L’ordre explicite, manifeste, déployé, est l’univers tel qu'il nous apparaît, articulé autour de l'espace-temps, mais créant une réalité qui nous semble séparée et indépendante. Ainsi, selon David Bohm, « nous nous accrochons dans une large mesure au monde manifeste considéré comme la réalité fondamentale où l'important consiste à disposer d'unités séparées, relativement tout au moins, mais en interaction. Dans la réalité non manifeste tout s'interpénètre, tout est interrelié  ». L'espace-temps de l'ordre explicite se développe à partir de l'ordre implicite. 

Tout comme la lumière et les ondes radio ont leur fondement dans un ordre commun, la conscience et la matière sont réunis au-delà de leur ordre implicite respectif, dans l'ordre super implicite. Cet ordre super-implicite est un univers auto-organisé dans lequel la conscience et la matière sont indissociables. L’ordre super-implicite est le fondement du monde dont il assure la cohérence. 

Les objets en mouvement, reliés par des champs, apparaissent dans l'ordre explicite, dans un référentiel espace temps, mais ce qui nous apparaît est sous tendu par un ordre implicite voilé. Puisque nous sommes immergés dans l’espace-temps, nous ne pouvons dévoiler le réel. Le réel nous est voilé (d'Espagnat), il est connaissable seulement en certaines de ses structures, et on ne peut que partiellement l’appréhender. 

Le réel voilé se situe au-delà des phénomènes. Le réel en soi, ou l'ordre implicite, est différent de notre monde quotidien.
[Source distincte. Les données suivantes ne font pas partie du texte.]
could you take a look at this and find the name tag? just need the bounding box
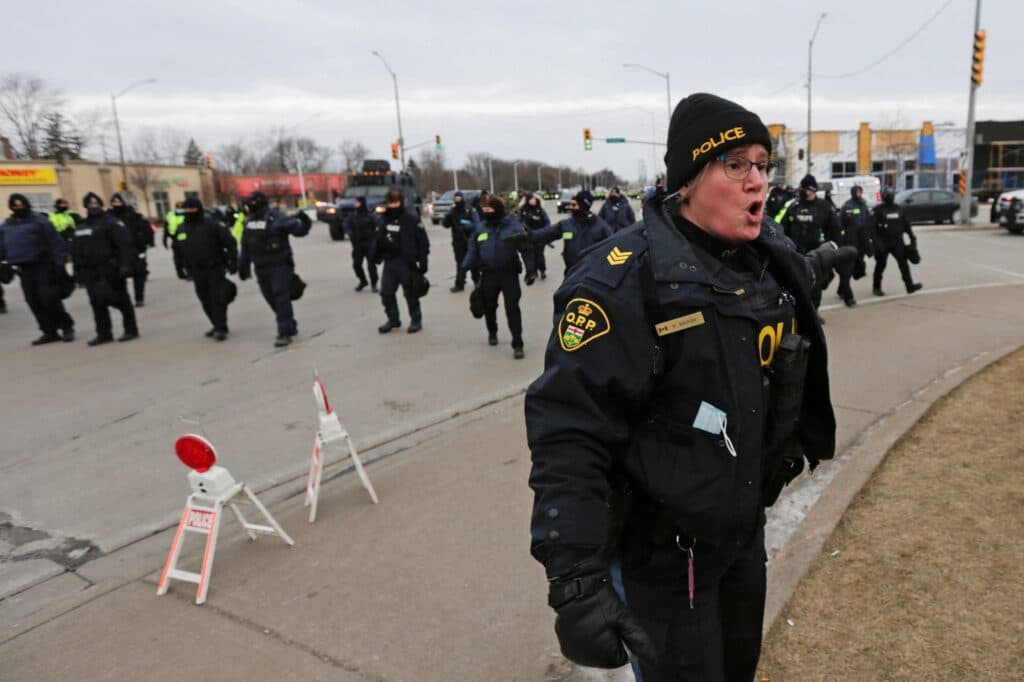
[654,311,705,337]
[246,220,267,230]
[386,224,401,233]
[75,228,93,237]
[477,232,489,242]
[796,214,813,222]
[887,213,899,220]
[562,231,574,240]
Le concept de la vitesse n'a plus de sens. C'est un espace multidimentionnel où le temps ne s'écoule plus : il y a instantanéité de tous les événements, il n'y a ni passé, ni présent, ni futur. Il n'y a plus de causalité mais information pure et synchronicité. Ce réel voilé se projette dans notre univers que nous expérimentons quotidiennement et notre cortex construirait une apparence structurée sur l'espace-temps et le principe de causalité. Cependant, parfois, notre inconscient serait le canal récepteur de l’intuition de l’unité de notre univers par le biais par exemple des expériences de synchronicité qui représentent un temps acausal où il n'y a   ni passé ni futur.

Dans l'ordre implicite, tous les événements sont repliés dans une totalité dont on ne peut rien dire et qui sous-tend l'ordre explicite. Selon David Bohm, cette   totalité inconnaissable (comme le savoir absolu de Jung, ou le Réel de Lacan) en perpétuel mouvement se manifeste à la manière d'un hologramme : c’est ce qu’il définit par Holomouvement. Il y a continuellement un processus de projection et d'introjection entre l'ordre implicite et l'ordre explicite. Les particules sont continuellement en déploiement dans l'ordre explicite ou en involution dans l'ordre implicite.